Huntsman told the Associated Press last week that he's very unlikely to compete in Iowa, in no small part due to his opposition to ethanol support. Huntsman, the former governor of Utah who's still weighing a bid for the Republican nomination, is more likely to focus on the subsequent primaries in New Hampshire and South Carolina.

Grassley noted that Sen. John McCain (R-Ariz.) competed in Iowa in 2008 despite having voiced opposition to the subsidies that cycle. And the Iowa Republican said that the state's voters aren't just about ethanol, either.

"John McCain wasn't afraid to compete in Iowa, and he was against ethanol at that time -- and still is. And he still campaigned in Iowa because Iowans are not concerned just about ethanol," Grassley said. "Now they are concerned about ethanol, but they're more concerned about jobs, more concerned about the economy, more concerned about healthcare reform, more concerned about the legacy of debt that we're leaving to our children and grandchildren."

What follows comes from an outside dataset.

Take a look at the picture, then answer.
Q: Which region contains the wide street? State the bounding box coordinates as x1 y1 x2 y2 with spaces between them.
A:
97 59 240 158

Other Republicans seeking the party's 2012 nomination have also voiced skepticism of ethanol. Former Minnesota Gov. Tim Pawlenty (R), who launched his campaign in the state and has focused a great deal of effort on winning the caucus, called for the gradual phasing out of the subsidies. By contrast, former Massachusetts Gov. Mitt Romney (R) said he supports the subsidies during a recent Iowa visit.

His opposition to the subsidies shouldn't keep Huntsman away, Grassley said. He added that he hadn't ruled any Republicans in or out for 2012, in terms of an endorsement.

"I would think that, regardless of Huntsman's view on ethanol, he would still be welcome in Iowa," he explained.